Het zojuist verschenen Vaccinatiegraadrapport laat zien dat de landelijke vaccinatiegraad voor het eerst in 5 jaar is verhoogd ten opzichte van vorige jaren. GGD GHOR Nederland, ActiZ en AJN Jeugdartsen Nederland zijn trots op de bijdrage die hun jeugdartsen en jeugdverpleegkundigen daaraan hebben geleverd. Meer gesprekken met ouders en meer lokale initiatieven werpen hun vruchten af. De koepelorganisatie, de branchevereniging en de wetenschappelijke vereniging voor jeugdartsen vragen echter blijvend aandacht voor de noodzaak om te investeren in meer en betere gesprekken over vaccineren.
Ook al ligt de vaccinatiegraad voor ernstige infectieziektes in Nederland boven de 90%, de vaccinatiegraad ligt nog steeds onder de geadviseerde norm van de WHO en het blijft nodig om het infectierisico voor kinderen verder te verkleinen. Jeugdartsen en -verpleegkundigen zien het voeren van het goede gesprek én het kiezen voor andere manieren en locaties om dit gesprek te voeren, als de belangrijkste manier om de vaccinatiegraad verder te verhogen. Dat is één van de uitkomsten uit een uitvraag van GGD GHOR Nederland onder ruim 500 jeugdartsen en -verpleegkundigen van GGD’en.

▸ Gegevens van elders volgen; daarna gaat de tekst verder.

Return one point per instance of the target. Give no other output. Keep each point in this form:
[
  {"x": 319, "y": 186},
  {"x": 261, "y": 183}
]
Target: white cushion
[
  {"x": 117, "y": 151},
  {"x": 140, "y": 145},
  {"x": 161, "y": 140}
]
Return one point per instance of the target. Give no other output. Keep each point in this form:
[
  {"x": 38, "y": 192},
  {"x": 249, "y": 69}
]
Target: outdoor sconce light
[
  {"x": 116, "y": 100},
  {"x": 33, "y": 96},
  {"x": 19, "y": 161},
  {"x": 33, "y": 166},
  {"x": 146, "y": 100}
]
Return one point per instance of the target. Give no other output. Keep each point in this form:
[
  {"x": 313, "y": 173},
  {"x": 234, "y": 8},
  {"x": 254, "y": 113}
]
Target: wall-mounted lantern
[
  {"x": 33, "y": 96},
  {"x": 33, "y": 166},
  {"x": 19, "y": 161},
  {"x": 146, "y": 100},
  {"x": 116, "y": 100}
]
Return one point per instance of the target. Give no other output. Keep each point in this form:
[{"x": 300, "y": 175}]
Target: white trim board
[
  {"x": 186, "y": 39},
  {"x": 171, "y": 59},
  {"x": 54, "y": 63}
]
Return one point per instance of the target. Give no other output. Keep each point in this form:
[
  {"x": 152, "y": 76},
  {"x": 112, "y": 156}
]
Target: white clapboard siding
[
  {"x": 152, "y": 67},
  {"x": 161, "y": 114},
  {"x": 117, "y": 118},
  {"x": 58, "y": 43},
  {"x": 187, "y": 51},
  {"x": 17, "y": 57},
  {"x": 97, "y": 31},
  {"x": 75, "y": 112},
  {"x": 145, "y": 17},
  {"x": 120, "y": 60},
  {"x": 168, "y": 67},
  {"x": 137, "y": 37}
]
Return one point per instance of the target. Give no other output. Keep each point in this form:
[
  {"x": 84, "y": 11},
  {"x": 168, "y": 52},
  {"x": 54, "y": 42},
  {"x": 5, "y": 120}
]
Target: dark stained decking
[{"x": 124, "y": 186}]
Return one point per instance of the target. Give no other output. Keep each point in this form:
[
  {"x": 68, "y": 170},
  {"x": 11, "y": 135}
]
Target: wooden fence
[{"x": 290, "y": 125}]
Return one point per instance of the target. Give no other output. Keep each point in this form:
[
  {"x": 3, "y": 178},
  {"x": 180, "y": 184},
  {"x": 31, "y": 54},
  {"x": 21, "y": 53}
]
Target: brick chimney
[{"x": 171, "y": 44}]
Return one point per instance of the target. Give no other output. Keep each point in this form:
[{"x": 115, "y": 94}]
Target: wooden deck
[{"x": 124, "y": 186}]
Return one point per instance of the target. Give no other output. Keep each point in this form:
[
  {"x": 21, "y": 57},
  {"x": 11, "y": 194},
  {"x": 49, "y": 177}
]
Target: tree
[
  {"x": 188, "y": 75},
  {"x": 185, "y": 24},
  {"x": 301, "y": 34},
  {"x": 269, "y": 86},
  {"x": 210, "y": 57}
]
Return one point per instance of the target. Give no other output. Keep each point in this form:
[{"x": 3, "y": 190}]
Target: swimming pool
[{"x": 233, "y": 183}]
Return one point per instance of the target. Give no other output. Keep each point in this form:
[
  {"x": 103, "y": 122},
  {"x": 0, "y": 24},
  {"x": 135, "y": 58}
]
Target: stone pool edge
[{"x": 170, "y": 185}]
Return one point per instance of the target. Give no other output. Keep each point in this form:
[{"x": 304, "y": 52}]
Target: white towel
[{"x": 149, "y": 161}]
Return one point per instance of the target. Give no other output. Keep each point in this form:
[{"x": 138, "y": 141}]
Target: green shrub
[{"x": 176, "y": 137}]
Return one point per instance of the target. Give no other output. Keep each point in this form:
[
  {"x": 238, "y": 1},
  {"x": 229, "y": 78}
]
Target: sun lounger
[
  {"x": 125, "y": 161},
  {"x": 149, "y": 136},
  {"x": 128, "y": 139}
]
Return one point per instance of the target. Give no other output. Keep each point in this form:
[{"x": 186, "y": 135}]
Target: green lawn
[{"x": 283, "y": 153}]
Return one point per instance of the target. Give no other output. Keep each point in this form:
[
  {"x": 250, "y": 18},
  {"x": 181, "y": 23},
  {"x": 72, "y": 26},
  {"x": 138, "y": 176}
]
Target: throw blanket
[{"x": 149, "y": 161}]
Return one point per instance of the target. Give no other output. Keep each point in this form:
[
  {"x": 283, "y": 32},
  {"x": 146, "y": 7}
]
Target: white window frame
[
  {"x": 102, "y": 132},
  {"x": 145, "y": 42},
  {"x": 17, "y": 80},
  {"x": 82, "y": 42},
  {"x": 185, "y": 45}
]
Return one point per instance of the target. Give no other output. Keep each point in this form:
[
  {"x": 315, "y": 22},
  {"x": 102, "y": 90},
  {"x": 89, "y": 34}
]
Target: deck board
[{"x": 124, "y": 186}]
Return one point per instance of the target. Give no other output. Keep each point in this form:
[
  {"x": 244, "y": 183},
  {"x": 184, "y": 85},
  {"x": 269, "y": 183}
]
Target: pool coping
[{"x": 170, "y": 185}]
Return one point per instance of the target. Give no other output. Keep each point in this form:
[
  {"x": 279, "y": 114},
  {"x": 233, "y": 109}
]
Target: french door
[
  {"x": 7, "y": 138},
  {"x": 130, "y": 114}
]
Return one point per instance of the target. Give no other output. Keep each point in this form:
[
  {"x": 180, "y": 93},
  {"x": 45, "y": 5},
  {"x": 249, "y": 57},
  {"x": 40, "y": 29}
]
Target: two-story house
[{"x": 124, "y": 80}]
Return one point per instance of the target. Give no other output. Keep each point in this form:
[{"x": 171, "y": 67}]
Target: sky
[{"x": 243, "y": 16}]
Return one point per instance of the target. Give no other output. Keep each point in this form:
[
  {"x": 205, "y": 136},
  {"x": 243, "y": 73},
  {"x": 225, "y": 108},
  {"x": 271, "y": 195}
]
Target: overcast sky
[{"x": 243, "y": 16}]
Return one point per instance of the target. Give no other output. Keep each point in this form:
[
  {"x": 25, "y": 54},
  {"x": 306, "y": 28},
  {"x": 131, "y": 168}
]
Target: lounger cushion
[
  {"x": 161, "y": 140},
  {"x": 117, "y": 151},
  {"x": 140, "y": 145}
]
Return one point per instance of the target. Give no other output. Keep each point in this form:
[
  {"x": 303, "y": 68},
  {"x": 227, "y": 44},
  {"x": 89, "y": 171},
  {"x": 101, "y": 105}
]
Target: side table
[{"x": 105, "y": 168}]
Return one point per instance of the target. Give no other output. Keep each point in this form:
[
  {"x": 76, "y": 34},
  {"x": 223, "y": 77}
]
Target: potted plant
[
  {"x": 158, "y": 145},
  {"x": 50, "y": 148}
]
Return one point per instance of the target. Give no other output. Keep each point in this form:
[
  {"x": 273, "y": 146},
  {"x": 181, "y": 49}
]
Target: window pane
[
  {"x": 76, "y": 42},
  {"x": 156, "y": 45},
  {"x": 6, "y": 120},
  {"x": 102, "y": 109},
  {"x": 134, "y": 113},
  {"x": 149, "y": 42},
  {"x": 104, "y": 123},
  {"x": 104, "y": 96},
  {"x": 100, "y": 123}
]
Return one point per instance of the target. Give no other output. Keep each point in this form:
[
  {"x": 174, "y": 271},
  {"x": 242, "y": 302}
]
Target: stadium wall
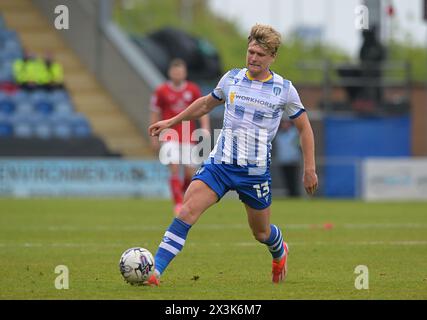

Verplichten is niet de oplossing
Het merendeel van de geraadpleegde jeugdartsen en -verpleegkundigen merkt dat de gesprekken in hun spreekkamer veranderen. Veel ouders hebben vragen over wat ze (online) lezen over vaccineren. En vertrouwen niet simpelweg op de professional of de wetenschap.
Hugo Backx, directeur GGD GHOR Nederland: “We moeten blijven investeren in deze veranderende gesprekken. Scholing op andere gesprekstechnieken, meer tijd per ouder, de ruimte en tijd om op andere plekken dan op het consultatiebureau ouders te spreken. Jeugdartsen en – verpleegkundigen kiezen massaal voor het voeren van het goede gesprek met ouders als aanpak voor het verhogen van de vaccinatiegraad en zien verplichten als uiterste maatregel wanneer de vaccinatiegraad te ver daalt. Hiervan is nu geen sprake”.
Astrid Nielen, voorzitter AJN Jeugdartsen Nederland: “We moeten daarnaast ook blijven investeren in het actief in gesprek gaan met ouders van kinderen en jongeren van 4-18 jaar én met jongeren zelf over vaccinaties en het doel van vaccineren. Ook voor deze leeftijdsgroep is het belangrijk om op meerdere momenten en plaatsen het gesprek over ‘het tweede deel’ van het Rijksvaccinatieprogramma te kunnen voeren en vaccinaties laagdrempelig aan te bieden. We zien ook kansen in lokale samenwerking, zoals met het onderwijs”.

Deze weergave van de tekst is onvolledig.